少しは肩の荷が軽くなるかもしれない。巨人・坂本勇人内野手(33)は主将就任から8年目を迎えた。昨年はチームがシーズン最終盤に大失速。自身の故障による離脱もあり、悔いの残る1年となってしまった。2年ぶりのペナント奪回に向け「1年間(試合に)出続けることが一番の目標」というキャプテンには、心強い1学年下の後輩が全面サポートを約束している。

 1935年の二出川延明から数えて19代目。2007年~14年の阿部慎之助と並んで球団最長タイの8年連続で巨人の主将を務める坂本は12日に沖縄県内で行っている自主トレを報道陣に公開。後輩内野手の湯浅、増田陸とともに体幹トレ、ランニング、キャッチボール、ノック、打撃練習で約4時間にわたって汗を流した。

 昨年は侍ジャパンの一員として東京五輪にも出場。攻守にわたる大活躍で、金メダル獲得に貢献した。例年以上に大忙しの1年で、右手親指の骨折による離脱も経験。シーズンは117試合の出場で打率2割7分1厘、19本塁打、46打点の成績にとどまり「年齢的にも33歳の年で(シーズン)後半は体がいい状態で動かないとか、感じる部分もあった」。チームが10連敗した10月は月間打率1割6分7厘と失速。下半身の衰えを実感し「バッティングが粘り強くできないことがあった」との反省から、現在は体幹を重点的に鍛えているという。

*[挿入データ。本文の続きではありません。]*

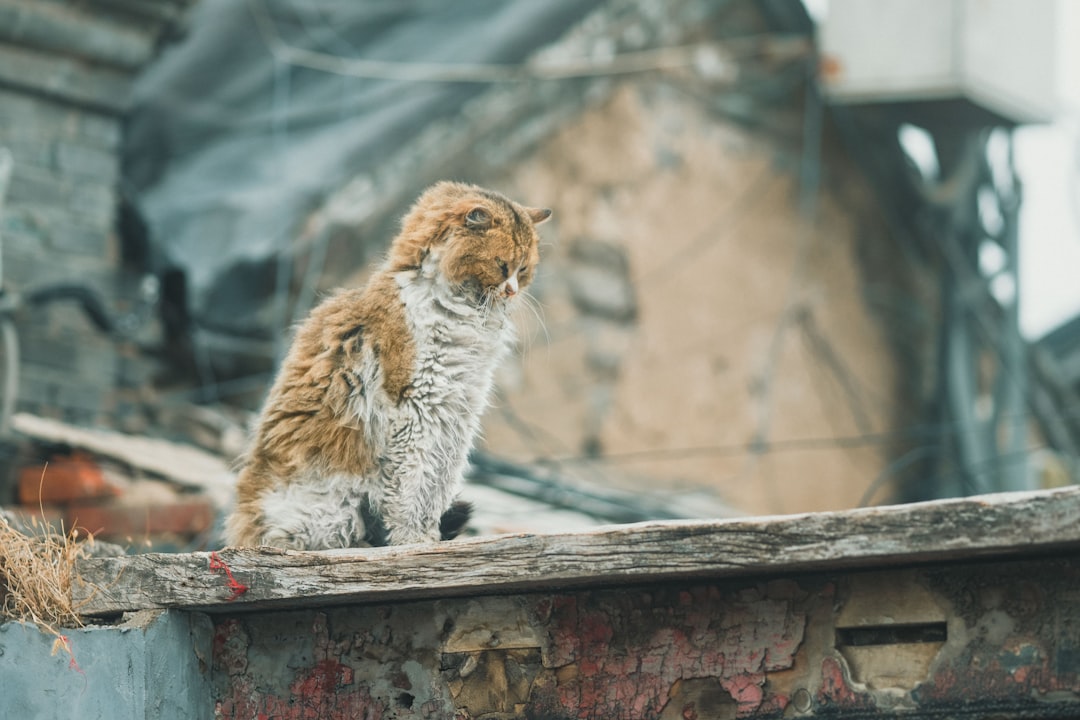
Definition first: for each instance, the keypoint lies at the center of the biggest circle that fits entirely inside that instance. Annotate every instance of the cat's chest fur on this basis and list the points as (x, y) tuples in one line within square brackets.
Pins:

 8年目に突入した主将としてもチーム内では絶大な信頼を寄せられている。元木ヘッドコーチも「チームがああいう状況(昨年の10連敗)でなかなかベンチを明るくできない。悩んでいたらチェンジで戻ってきた勇人が『ベンチが元気ない』と言ってくれた。言葉に出してないけどありがたかった」と感謝していたように、首脳陣も主将を頼りにしている。

 ただ、一人でできることには限界がある。引き続き選手会長を務めるエース菅野も頼もしい存在ではあるが、今年は巨人移籍4年目の丸も「チームが苦しい時、試合後に勇人さんが選手を集めて話す機会がシーズン中たまにある。そういうところまで深刻にならないよう、特に若い選手が苦しんでいるようだったら、しっかりと話をしてあげられたら」と〝副キャプテン〟的な役回りでの援護を約束している。

 これまでは〝外様〟の遠慮も少なからずあっただろうが、そうも言っていられない。チームの精神的支柱だった亀井が昨季限りで引退してコーチに就任。坂本にかかる負担が増えることは目に見えており、チームのためにも一肌脱ごうというわけだ。

 くしくも今季は首脳陣も元木、阿部、桑田と3人のチーフコーチを置く体制となった。坂本は「みんなに支えてもらいながらチームを引っ張っていければ」と言い、個人的にも「もう1回(打率)3割打って、出塁率も4割残せるように頑張りたい」と意気込んでいる。坂本(19年)、菅野(20年)、丸(17、18年)とセ・リーグMVP経験者3人がスクラムを組めば、2年ぶりのリーグVと12年以来の日本一奪回は現実味を帯びてくるはずだ。